We can all breathe a little easier thanks to two decades of research by BYU’s Arden Pope.
We can all breathe a little easier thanks to two decades of research by BYU’s Arden Pope.
He has been called a long-haired environmentalist, a Harvard liberal, a cheater, and—most threatening to a serious scientist like him—dead wrong. Companies have spent millions trying to discredit him, and he has been enshrined in the JunkScience.com “Hall of Shame.”
Despite this barrage, in 20 years the research of C. Arden Pope III (BS ’78) has garnered the support of nearly every expert in his field. His once-controversial findings became the basis for U.S. federal regulations and a Supreme Court decision that save tens of thousands of lives annually. But the person in the BYU community with the biggest right to shout to the world, “I told you so!” is probably the least likely to do so.
Pope would rather invest his energy in his ongoing research program—in which he is at the vanguard of a new line of research that examines air pollution’s health effects on the heart. In December he was the lead author on a study published in the leading cardiology journal Circulation that linked air pollution to an increased risk for heart attacks.
Despite how far the once-embattled scientist has come, Pope insists he is still the same person he was before the discovery that started it all 19 years ago—before the sabbatical at Harvard, the controversies, the lawsuits, the awards, and what Science magazine called “the biggest environmental fight of the [1990s].” This year’s Karl G. Maeser Distinguished Faculty Lecturer, Pope may not have changed through it all, but he has changed the world. If you want to know how, open your front door and take a d-e-e-p breath.
Where There’s Smoke
None of it may have happened if a BYU student hadn’t flaked on him. In 1988 Pope was in his fourth year in the now-defunct Agricultural Economics Department. A natural-resource and environmental economist, he regularly used complex statistical and economic tools to measure the dollar value of wilderness, air quality, and other environmental amenities.

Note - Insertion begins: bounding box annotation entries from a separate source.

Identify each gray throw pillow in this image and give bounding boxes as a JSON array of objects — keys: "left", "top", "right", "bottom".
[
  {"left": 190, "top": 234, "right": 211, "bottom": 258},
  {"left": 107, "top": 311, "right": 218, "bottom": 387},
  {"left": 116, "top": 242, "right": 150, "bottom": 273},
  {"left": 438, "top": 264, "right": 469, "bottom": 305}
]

That year a student asked him what she should write her term paper about. He referred her to a newspaper article about Geneva Steel, the steel mill five miles northwest of BYU that was back online after a yearlong strike. “Someone was arguing that ‘Little Johnny, my son, was sick when the mill was operating; he got better when the mill closed down and got sick again when the mill started operating again and the air got bad,’” he recalls. The professor wondered about these casually observed correlations.
Pope helped the student obtain records of children admitted to the local hospital for respiratory problems over the three years in question. Then she promptly dropped the class. The stack of records sat on Pope’s desk until curiosity got the best of him and he entered the data by hand into his computer to analyze.

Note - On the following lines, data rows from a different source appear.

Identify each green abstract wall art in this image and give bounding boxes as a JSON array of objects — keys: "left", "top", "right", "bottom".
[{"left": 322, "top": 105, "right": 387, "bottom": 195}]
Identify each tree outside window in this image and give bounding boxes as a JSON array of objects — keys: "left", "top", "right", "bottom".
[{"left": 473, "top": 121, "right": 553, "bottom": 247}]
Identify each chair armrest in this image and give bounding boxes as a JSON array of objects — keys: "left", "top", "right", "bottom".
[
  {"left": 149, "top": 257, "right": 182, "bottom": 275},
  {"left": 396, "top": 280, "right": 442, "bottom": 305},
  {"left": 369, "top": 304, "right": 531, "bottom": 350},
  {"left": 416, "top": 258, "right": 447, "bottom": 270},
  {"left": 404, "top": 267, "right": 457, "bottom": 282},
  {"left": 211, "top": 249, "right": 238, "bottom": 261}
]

Pope was startled by the results—during the winter when the mill was closed, pediatric respiratory admissions were less than half of those in a typical winter. He quietly submitted his findings to the American Journal of Public Health. Pope wasn’t naïve about the potential for controversy with the study, but he could not have anticipated the fervor of the reactions—favorable and critical—that it would stir up.
To those who had spent their careers researching the health effects of air pollution, Pope’s novel study came like a bolt of lightning out of a dirty blue sky. “I’d been heavily involved in air-pollution research for a long time, and particles did not hit our radar screen until [Pope’s Geneva Steel paper] came out,” says Robert Devlin, chief of the clinical-research branch at the EPA. “I mean, no one even thought about them.”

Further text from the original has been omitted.